De repente, en este país hemos comenzado a hablar y escribir de las nacionalidades del Estado español. Aquella prensa que ha podido hacerlo -como la catalana-, ha remitido la información de España a sus últimas páginas, en tanto inunda las primeras con las noticias de los Países Catalanes.

Pero de eso a derrumbarse por la pendiente de la disgregación gratuita del Estado español media un abismo en el que, a lo que parece, a algunos no les importa caer. Conviene, sin embargo, repasar algunas nociones del bachillerato y recordar que antes de la España del siglo XV no existieron en este país nacionalidades de ninguna especie a menos que tengamos por tales a unas monarquías patrimoniales ajenas a las elementales líneas del Estado moderno.

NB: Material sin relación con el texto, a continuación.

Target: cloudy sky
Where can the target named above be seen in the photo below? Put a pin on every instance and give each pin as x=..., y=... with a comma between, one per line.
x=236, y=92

La realidad del Estado español tiene quinientos años como entidad colectiva y no puede arrumbarse alegremente. No se encuentran, por otra parte, precedentes de Estados modernos que hayan puesto a votacion la integridad de su territorio ni de naciones que hayan regresado a la fórmula federal a partir de una situación unitaria clásica. Nada impide que se considere en forma inteligente -no ya generosa, por cuanto no hay aquí generosidad alguna que repartir- la autonomía de las regiones del Estado español que pretendan tener mayor derecho a ella.

Por eso, resulta equívoco el empleo indiscriminado del vocablo nacionalidades. Si con la nacionalidad se propone el levantamiento de fronteras allí donde se den unas condiciones étnicas, lingüísticas, geográficas o historicas, Europa occidental puede generar en este mornento más de un centenar de nacionalidades. Si de lo que hablamos es de entes de derecho, resultado de una serie de pactos históricos, cuyo resultado es la soberanía plenaria y legítima, no existen en la Península lbérica más que tres nacionalidades, a saber: España. Portugal y Andorra.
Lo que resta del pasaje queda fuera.